Das Bundesverfassungsgericht hatte die Partei als verfassungsfeindlich eingestuft.

Die große Koalition will die rechtsextreme NPD rasch von der staatlichen Parteienfinanzierung ausschließen. Innenminister Thomas de Maiziere (CDU) und Justizminister Heiko Maas (SPD) legten den Fraktionsspitzen von Union und SPD am Freitag Vorschläge zur Änderung des Grundgesetzes und weiterer Gesetze vor. De Maiziere bezeichnete es als „schwer erträglichen“ Zustand, wenn eine als verfassungsfeindlich eingestufte Partei weiter aus Steuergeldern unterstützt würde.

Das Bundesverfassungsgericht hatte im Januar ein Verbot der NPD abgelehnt, die Partei aber als verfassungsfeindlich eingestuft. Die Richter gaben den Hinweis, dass das Grundgesetz geändert werden könnte, um verfassungsfeindliche Parteien den Geldhahn zuzudrehen.

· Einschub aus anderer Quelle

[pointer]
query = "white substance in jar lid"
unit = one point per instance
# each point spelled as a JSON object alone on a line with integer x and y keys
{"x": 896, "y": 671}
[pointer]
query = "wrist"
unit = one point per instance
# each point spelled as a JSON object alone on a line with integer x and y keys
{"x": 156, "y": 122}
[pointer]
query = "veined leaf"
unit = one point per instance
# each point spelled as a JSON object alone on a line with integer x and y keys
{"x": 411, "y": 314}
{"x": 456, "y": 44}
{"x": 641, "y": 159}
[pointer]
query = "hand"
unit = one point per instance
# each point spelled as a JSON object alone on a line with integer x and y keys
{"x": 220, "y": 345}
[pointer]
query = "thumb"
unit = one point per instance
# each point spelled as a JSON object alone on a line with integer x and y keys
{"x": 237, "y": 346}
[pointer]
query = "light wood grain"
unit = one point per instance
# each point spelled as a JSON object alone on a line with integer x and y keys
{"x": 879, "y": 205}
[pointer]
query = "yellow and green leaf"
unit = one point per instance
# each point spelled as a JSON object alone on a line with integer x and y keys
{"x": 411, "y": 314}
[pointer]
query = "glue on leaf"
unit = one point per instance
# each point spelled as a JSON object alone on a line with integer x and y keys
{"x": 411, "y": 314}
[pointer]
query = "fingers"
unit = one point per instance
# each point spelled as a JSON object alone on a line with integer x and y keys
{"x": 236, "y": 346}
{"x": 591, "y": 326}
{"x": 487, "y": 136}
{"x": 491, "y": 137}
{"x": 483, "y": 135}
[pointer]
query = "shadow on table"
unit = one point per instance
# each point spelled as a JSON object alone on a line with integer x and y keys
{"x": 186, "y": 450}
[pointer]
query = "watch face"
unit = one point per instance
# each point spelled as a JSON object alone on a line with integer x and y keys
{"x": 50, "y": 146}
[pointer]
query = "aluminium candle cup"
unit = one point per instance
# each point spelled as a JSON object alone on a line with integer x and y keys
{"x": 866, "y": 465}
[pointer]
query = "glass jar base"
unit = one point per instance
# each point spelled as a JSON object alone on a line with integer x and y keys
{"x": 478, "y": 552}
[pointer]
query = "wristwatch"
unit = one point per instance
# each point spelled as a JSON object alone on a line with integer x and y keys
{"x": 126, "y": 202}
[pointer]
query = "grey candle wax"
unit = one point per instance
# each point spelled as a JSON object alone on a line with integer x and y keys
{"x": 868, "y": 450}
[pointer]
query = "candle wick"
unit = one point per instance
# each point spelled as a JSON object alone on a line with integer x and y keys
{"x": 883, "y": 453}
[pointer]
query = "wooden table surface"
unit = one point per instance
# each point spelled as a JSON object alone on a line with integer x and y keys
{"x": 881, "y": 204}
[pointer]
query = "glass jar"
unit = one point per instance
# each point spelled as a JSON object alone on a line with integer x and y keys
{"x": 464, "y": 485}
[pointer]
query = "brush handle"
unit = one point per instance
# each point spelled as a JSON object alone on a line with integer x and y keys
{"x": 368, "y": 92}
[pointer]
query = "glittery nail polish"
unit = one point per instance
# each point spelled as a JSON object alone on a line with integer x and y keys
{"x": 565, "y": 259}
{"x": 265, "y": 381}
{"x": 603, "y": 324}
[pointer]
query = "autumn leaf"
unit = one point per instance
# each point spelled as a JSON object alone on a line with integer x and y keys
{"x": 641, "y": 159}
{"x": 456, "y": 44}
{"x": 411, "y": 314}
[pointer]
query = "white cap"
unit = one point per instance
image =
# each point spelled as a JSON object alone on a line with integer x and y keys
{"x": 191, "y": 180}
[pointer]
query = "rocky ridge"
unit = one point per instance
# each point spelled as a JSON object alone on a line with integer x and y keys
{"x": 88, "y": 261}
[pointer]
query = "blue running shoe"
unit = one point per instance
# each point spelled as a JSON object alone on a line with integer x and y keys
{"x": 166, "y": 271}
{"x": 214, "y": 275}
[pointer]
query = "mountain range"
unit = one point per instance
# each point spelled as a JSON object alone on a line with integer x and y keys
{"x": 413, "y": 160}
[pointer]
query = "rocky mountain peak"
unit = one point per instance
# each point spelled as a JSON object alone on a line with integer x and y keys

Die Vorschläge der beiden Minister sind so weit ausgearbeitet, dass sie vom Bundestag und vom Bundesrat eigentlich nur noch verabschiedet werden müssen. Allerdings ist für die Änderung des Grundgesetzes eine Zwei-Drittel-Mehrheit in beiden Kammern erforderlich. Im Bundestag haben Union und SPD diese Zwei-Drittel-Mehrheit. Im Bundesrat dürfte sie nur Formsache sein, da es der Bundesrat war, der das Verbot der NPD beim Bundesverfassungsgericht beantragt hatte.